The Area Planning Group Manager provided some context for the Panel, acknowledging the concerns raised in relation to the artificial turf but that this Panel need to consider only planning matters and not duplicate considerations, including the matter of the direct health implications arising from artificial playing surfaces, that are catered for and regulated by other independent (non-planning) legislation. It was recognised that these surfaces were used throughout the city. The officers understood the concerns of the Councillors in relation to the consultation process, but the application had been publicised in accordance with statutory requirements. It was acknowledged that the applicant had also carried out consultation prior to the submission of the application within the constraints that existed during the pandemic It was recognised that there had been a large response from members of the public in respect of this application, such that members of the public had nonetheless clearly had an opportunity to express their views on the application. He said given the strength of feeling about the way consultation was undertaken he would raise this with the Director of City Development, to be taken into account when applications are brought forward by City Development in the future.
Members’ discussions included:
· Members frustration at how this application from Leeds City Council had been brought forward, without proper consultation and explanation.

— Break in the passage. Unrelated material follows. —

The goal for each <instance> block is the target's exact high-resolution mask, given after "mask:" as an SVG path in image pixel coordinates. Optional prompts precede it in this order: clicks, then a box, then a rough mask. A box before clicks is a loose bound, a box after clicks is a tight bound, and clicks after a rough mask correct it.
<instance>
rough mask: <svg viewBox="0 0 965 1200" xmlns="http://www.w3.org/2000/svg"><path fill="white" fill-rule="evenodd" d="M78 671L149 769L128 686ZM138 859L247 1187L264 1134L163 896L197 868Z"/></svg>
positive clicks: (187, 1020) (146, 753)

It was the view that this was something that was being done to the community rather than with the community, but it was acknowledged that the circumstances had constrained anything further being done in this instance.
· The facilities would be good for this area and open to the local community who could use the facility for coffee, meetings and walks.
· Members concerns in relation to parking on the southern side of the site rather than using the car parking. It was noted that there are currently some parking restrictions in front of the primary school and nursery and additional conditions could be included and used if parking becomes problematic.
· Some concern remained about the surface to be used, not in terms of the actual material itself, but just to ensure it has an appropriate longevity and how it will be recycled when the time comes.
Cllr Lamb proposed that the application be deferred to allow further consideration to be given to parking, floodlighting and the wider lighting impact. He also said that the applicant should provide information in relation to the lifespan of the artificial-turf pitches and the impact on climate emergency and recycling opportunities. He also suggested further information on community use.
Cllr Stephenson seconded the motion, this was put to the vote. Members voted in favour of this becoming the new motion, replacing the Officer’s recommendation.
The newly proposed motion was, in turn, put to the vote.
RESOLVED – To defer the matter for:
· Further consultation by the applicant with the community
· Information to be provided in relation to parking, floodlighting and the wider impact of the lighting
· Lifespan of the pitches, including the impact on climate emergency of the material to be used.
· Community use for the proposed facilities.